Ephemeral Clusters

Ephemeral clusters can solve a huge number of challenges often faced by ops teams. The possibilities they open up are incredibly valuable in terms of agility and stability, so it’s useful to understand them.

Ephemeral clusters are short-lived clusters, where “short” could be anything from less than an hour to a month or so. For them to be effective they should be stateless and immutable, at least in terms of their own configurations. So while app teams might deploy multiple times onto an ephemeral cluster before it’s torn down, any security updates/config changes to the actual cluster shouldn’t be done in-place. Instead, a new ephemeral cluster should be created, tested and brought into service, and the old one torn down.

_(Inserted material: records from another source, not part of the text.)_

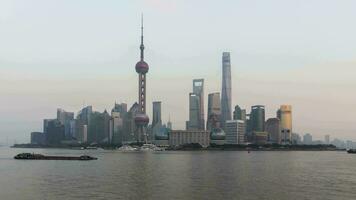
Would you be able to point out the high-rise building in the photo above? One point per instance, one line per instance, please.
(257, 118)
(273, 130)
(239, 114)
(141, 119)
(194, 107)
(307, 139)
(156, 118)
(214, 110)
(54, 132)
(235, 131)
(296, 139)
(65, 118)
(120, 108)
(99, 127)
(198, 89)
(285, 117)
(169, 124)
(327, 139)
(116, 128)
(81, 131)
(38, 138)
(156, 114)
(84, 114)
(226, 88)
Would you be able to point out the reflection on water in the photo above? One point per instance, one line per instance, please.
(179, 175)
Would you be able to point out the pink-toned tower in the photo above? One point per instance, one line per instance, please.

The ability to create multiple, fully-provisioned ephemeral clusters creates some very useful capabilities:

  • Each developer or team could have their own dev cluster, and tear them down when they’re done.
  • Testing/staging clusters can be spun up and torn down, either before each prod deployment or daily/weekly depending on your requirements.

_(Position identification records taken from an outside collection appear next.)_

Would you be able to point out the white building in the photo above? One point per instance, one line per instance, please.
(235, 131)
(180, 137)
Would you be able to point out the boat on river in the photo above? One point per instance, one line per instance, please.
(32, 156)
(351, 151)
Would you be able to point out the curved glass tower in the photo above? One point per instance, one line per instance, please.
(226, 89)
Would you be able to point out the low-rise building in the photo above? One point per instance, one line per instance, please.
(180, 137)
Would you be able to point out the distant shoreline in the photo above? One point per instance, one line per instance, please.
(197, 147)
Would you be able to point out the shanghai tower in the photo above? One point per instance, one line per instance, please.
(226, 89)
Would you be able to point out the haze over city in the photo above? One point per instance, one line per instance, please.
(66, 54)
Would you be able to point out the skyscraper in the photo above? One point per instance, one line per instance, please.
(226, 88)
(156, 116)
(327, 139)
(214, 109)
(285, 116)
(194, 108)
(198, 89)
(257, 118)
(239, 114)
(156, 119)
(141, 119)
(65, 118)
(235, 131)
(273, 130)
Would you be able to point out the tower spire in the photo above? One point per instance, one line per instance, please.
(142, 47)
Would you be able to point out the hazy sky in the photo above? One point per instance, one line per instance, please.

  • Frequently test your disaster recovery processes for no extra effort. If you’re regularly creating and tearing down your clusters you’ll reduce the risk of uncommitted adhoc/manual changes tainting your cluster, giving you more confidence you’d be able to recover from a disaster.
  • Simplify going multi-region - if you’re already deploying your cluster to one cloud region it’s simple to deploy to another if you’ve followed the best practices.

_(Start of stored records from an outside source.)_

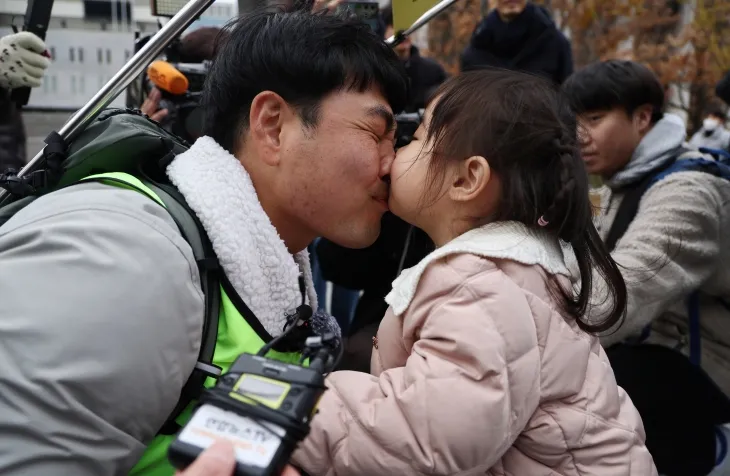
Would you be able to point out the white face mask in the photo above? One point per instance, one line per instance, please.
(710, 124)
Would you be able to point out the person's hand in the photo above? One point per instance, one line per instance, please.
(220, 460)
(151, 106)
(22, 60)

  • Ease cluster upgrades - you could bring up a new instance of your prod cluster in a non-live account to test a Kubernetes rolling upgrade before applying it in prod, or go one step further and use a blue/green release process. In that case you could create an entirely new prod cluster in your prod account and gradually shift more and more traffic onto it. If all goes well you could tear down your old cluster, or if not just redirect all traffic back to the original. Of course, this would require something at the edge to control sending percentages of traffic to each target cluster.
  • Aid compliance with e.g. PCI requirements by making your deliverable artefact your entire cluster. When dealing with PCI regulations the less that’s running in your cluster and the less connectivity it has elsewhere, the better. Kapps make it simple to build new clusters with specific software installed making it easier to replicate parts of your architecture instead of sharing it if necessary.
  • Test long-lived cluster upgrades. For example if you have several terabytes of log data in your monitoring cluster you’d probably want the cluster to be long-lived instead of being ephemeral. Ephemeral clusters could still be useful though because you could use them to bring up a test cluster with the same versions of software installed. You could then copy over a subset of your logging data and test the update you plan to carry out.